In Beechnut’s dark living room I tried to establish a case narrative. Dillon’s old parish was South Brisbane. He’d been dumped and ushered out after years of service there. And he ends up an anatomical display. Back in South Brisbane. O beloved Mary. Sweet Mary. Give me strength, Father Dill had said to me.
‘Come on, Dill, throw us a miracle here. A bit of divine intervention,’ I said quietly to myself, my olfactories longing for some fresh air inside the swine mask.
I turned the torch back on and started to make my way out.
The torchlight caught on a tiny picture frame at the end of the room. I clambered around an old slatted tram seat and had a closer look. In the centre of the cheap frame was a small yellow rectangle.
I whistled through my mask. I pulled out the little cardboard ticket I’d found in Dill’s confessional, and held it up beside the one under glass.
‘Thanks, comrade,’ I said.
Then the back door creaked open.
~ * ~
6
IT WAS NICE to see my Jack again. He was sitting quietly in the chair beside my hospital bed when I regained consciousness.
‘Hello, son,’ I said.
‘Hello, Dad.’
‘Fancy seeing you here,’ I said.
‘And fancy seeing you here,’ he said.
‘Where am I?’ I asked.
‘Hospital, Dad,’ he said.
‘Been here long, have I?’ I asked.
‘Day and a half, Dad,’ he said.
‘Oh, that’s nice,’ I said. ‘Any idea why I’m here, son?’
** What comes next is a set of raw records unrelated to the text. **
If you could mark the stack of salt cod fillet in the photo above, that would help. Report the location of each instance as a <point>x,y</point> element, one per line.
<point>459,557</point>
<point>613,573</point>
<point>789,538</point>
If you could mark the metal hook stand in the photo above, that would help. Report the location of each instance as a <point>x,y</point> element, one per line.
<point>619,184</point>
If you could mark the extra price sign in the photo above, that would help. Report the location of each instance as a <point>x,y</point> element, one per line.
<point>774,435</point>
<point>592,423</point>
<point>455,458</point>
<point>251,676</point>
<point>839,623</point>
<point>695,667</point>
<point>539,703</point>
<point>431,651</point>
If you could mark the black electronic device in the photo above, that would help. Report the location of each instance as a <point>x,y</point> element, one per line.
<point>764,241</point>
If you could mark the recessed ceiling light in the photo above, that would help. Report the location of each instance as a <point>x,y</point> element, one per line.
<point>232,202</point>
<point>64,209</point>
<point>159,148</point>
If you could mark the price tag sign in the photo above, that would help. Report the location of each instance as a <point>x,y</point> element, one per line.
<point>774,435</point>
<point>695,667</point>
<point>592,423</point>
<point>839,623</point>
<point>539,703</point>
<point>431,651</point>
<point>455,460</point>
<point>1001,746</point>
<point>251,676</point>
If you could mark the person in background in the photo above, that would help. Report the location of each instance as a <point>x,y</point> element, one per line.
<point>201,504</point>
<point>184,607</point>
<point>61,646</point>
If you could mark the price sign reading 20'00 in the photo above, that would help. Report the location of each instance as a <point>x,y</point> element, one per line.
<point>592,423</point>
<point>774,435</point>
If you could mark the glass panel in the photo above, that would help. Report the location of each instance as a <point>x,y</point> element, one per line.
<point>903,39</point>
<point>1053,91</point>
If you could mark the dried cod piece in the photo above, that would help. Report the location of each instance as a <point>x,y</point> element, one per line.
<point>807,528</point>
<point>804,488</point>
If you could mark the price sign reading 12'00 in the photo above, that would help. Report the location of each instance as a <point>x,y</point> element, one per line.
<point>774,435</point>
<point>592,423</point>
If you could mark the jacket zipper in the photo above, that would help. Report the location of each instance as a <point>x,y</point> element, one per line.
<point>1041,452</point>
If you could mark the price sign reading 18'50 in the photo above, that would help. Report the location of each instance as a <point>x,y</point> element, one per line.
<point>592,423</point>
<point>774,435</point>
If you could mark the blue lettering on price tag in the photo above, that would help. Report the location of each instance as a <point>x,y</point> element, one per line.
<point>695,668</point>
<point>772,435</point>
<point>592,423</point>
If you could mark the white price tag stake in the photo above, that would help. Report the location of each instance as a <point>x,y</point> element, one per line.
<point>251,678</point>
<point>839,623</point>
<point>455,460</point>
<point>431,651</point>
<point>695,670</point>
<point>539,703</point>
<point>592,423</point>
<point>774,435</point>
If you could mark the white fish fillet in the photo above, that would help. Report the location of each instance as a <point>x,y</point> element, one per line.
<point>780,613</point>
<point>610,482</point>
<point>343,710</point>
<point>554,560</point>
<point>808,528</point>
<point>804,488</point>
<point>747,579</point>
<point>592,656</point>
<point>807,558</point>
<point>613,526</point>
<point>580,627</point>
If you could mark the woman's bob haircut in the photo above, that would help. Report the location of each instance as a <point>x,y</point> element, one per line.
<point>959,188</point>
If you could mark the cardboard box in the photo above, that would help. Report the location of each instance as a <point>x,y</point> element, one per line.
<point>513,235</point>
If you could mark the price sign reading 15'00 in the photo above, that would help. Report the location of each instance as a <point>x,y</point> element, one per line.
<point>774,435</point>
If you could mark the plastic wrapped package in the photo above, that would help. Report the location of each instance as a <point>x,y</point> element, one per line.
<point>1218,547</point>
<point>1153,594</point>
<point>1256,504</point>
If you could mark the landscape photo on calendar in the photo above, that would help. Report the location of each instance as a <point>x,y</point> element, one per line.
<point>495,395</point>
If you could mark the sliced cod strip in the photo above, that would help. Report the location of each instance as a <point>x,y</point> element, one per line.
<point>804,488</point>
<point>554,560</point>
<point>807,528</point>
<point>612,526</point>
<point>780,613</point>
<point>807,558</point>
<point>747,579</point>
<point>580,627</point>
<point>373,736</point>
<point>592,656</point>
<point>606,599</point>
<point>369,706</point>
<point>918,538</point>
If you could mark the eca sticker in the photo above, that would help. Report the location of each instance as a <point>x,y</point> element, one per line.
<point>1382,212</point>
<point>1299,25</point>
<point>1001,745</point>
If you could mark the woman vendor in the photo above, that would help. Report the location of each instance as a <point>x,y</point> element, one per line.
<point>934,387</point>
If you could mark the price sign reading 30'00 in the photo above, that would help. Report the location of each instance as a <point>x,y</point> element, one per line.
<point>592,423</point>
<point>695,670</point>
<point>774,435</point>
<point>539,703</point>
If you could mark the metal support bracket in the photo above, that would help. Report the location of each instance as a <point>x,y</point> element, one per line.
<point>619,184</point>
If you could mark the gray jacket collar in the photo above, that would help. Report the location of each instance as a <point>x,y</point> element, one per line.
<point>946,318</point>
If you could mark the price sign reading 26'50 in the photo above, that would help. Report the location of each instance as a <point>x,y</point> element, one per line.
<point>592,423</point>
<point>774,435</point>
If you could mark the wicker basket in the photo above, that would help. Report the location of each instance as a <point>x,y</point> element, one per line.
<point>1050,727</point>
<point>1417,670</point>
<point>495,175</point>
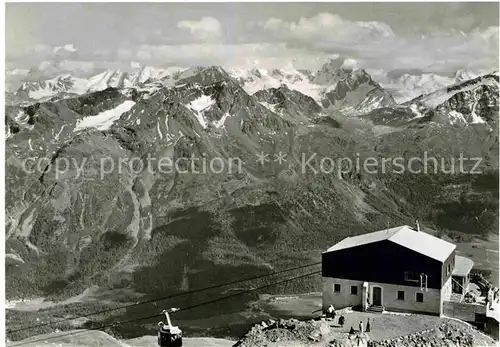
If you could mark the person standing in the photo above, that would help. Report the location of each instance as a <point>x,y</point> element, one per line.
<point>330,312</point>
<point>341,321</point>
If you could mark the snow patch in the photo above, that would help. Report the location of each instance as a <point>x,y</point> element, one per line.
<point>199,106</point>
<point>221,121</point>
<point>105,119</point>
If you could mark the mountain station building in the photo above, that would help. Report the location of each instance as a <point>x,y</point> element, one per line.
<point>399,269</point>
‘Yes, Dad,’ he said. ‘You were found naked and unconscious in the back of your Kombi down at Redcliffe.’
‘Is that so?’ I asked.
‘Yes, Dad.’
‘Naked, you say?’
‘I’m afraid so.’
I ran my hand through my hair and felt yet another half-grapefruit on the back of my head. I ached from tip to toe. It started to come back to me. Trains. No, trams. Smell. A bad smell. Rats. A picture. No, a little rectangular ticket. Alwin Beernut? Alvin Barebutt? Yes! Alan Beechnut! The rogue, the swine, the dirty little street-scrapper.
‘Been well, son?’
‘Yes, Dad.’
‘What you doing there, son?’ My boy was hunched over his mobile phone, tapping away with both thumbs.
‘Tweeting, Dad.’
‘That’s nice,’ I said. I could hear the gadget clicking. ‘Tweeting. What is that? Some sort of young people’s code for something?’
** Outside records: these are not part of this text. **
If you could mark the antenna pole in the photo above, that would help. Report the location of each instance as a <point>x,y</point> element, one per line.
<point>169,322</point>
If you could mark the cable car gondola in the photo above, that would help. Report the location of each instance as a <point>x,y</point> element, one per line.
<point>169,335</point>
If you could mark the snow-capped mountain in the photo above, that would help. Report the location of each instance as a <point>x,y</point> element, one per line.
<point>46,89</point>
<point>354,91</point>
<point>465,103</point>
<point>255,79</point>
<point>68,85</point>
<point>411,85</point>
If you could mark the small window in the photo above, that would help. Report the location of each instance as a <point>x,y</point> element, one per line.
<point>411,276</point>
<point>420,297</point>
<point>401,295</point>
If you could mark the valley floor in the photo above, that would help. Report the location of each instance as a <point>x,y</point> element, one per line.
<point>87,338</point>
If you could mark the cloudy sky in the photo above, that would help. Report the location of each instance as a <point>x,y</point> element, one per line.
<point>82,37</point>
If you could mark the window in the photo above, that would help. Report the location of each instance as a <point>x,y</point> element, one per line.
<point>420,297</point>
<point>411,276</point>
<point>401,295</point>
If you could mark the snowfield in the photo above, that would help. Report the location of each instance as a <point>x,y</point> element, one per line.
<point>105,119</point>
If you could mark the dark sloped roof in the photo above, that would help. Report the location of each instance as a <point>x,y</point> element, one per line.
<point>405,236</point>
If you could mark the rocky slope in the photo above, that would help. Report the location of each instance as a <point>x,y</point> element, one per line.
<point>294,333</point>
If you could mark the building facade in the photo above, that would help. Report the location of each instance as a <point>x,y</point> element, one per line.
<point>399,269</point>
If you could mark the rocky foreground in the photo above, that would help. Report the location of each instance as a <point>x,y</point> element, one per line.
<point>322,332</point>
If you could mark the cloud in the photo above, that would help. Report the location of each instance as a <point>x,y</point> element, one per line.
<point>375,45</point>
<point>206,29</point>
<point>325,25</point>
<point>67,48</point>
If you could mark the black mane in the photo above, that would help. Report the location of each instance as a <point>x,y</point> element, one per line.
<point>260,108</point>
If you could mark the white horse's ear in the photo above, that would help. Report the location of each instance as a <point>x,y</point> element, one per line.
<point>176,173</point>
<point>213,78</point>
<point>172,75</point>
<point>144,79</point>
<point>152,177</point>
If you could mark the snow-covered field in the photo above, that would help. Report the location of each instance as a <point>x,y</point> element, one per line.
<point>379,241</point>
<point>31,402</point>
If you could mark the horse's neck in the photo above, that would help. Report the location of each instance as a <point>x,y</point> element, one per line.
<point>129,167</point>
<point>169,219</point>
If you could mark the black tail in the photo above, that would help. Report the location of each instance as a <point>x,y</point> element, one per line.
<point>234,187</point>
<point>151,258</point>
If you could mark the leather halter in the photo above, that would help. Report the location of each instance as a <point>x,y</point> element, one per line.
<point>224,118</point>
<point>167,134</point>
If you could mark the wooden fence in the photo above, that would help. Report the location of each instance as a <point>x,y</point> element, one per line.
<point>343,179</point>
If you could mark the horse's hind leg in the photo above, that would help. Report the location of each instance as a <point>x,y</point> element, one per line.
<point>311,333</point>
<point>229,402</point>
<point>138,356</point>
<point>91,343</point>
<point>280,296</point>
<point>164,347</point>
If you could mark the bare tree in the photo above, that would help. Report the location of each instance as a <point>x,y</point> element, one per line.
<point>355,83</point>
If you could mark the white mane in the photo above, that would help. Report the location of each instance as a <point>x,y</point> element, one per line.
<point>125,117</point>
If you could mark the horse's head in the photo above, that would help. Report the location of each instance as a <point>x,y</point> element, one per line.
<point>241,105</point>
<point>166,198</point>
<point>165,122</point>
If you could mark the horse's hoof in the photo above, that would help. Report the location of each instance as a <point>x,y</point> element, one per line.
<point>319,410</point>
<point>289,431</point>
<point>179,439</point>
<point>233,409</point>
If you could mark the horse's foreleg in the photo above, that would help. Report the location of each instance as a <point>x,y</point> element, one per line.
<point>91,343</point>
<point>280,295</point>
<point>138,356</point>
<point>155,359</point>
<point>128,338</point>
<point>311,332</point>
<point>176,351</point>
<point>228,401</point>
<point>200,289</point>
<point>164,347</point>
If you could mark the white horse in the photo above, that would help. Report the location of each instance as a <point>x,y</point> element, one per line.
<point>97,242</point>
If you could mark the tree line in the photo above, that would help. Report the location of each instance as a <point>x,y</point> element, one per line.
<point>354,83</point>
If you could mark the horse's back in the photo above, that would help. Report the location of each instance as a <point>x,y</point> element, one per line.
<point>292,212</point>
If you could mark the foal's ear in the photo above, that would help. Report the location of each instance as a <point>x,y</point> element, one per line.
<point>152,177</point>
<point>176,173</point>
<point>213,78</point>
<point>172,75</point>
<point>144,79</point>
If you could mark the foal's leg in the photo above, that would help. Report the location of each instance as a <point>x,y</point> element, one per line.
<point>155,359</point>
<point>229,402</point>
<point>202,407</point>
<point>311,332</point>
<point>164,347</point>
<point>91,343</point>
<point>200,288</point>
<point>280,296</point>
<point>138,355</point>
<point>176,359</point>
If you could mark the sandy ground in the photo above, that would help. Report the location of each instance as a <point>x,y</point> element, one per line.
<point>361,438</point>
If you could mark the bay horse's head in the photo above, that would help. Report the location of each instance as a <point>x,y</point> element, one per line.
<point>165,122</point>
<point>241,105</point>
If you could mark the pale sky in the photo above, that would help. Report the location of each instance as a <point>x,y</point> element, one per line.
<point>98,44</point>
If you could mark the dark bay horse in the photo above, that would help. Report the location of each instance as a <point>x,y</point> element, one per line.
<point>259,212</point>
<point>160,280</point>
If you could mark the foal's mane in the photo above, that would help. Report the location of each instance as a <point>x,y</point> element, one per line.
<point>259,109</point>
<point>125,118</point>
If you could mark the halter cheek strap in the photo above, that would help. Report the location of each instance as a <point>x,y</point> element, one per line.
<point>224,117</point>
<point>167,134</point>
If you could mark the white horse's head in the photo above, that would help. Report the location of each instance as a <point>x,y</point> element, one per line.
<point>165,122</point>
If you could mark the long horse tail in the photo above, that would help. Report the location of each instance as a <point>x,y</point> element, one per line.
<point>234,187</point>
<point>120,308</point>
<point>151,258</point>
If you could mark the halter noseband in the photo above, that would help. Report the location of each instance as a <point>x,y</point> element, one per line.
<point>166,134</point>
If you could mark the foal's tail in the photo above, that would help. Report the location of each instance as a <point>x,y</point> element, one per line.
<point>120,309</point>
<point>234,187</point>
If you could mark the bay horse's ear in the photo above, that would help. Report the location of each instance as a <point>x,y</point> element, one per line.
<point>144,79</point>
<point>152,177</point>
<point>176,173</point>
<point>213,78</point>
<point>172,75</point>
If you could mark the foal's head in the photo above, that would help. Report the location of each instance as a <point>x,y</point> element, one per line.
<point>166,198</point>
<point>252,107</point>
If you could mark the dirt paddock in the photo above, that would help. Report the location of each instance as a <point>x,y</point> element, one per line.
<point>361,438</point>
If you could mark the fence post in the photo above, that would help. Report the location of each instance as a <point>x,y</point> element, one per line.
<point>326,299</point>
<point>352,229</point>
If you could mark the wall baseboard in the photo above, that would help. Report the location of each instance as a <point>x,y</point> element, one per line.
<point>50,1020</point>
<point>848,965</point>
‘It’s social networking, Dad. Twitter. You send tweets to your friends and they send tweets back. ‘
‘Nothing to do with birds?’
‘No, Dad.’
For a moment I was back in the room at Beechnut’s filth palace in Scarborough. I’d heard the back door creak open. I’d frozen. I’d thought of hiding in the sawn-off tram chassis. Then again, he might want to play driver and toot-toots, and there was no way the two of us would have fitted in there. I’d thought I might dash out the front door, but I didn’t know where it was in that jumbled shrine to public transport. I’d clicked off the torch and waited. I’d blind him with the Maglite and push through the kitchen and out. I’d zap him and flee. He had turned on the kitchen light and I could see his long shadow spilling into the tram room. He’d walked slowly across the linoleum. The shadow had grown. Then he was in the doorway.
‘Social nitpicking, you say,’ I said to my son.
‘Social networking.’
‘What is that, son?’
‘Yes, Dad. It’s keeping in touch with friends via the internet on a computer, or your mobile phone. You send text messages, post pictures, web links, that sort of thing.’
‘Why don’t you just ring them up if you want to talk to them, son?’
‘This way, Dad, you can keep in touch with a lot of people simultaneously.’
‘That’s very social,’ I said.
‘Yes, Dad.’
‘Are you bleeting now?’
‘Tweeting.’
‘Oh.’
‘Yes, I am,’ Jack said. ‘I’m telling everyone that I’m a sitting here in a chair beside your hospital bed.’
‘Oh. That’s nice. And your friends would find that interesting, son?’
‘I think so, yes.’
‘Read it to me.’
‘“Sitting in a chair beside my father’s hospital bed.”‘
‘That’s it?’
‘Yes.’
‘Short and tweet,’ I said. He didn’t laugh.
‘With each tweet, Dad, you can use a maximum of 140 characters.’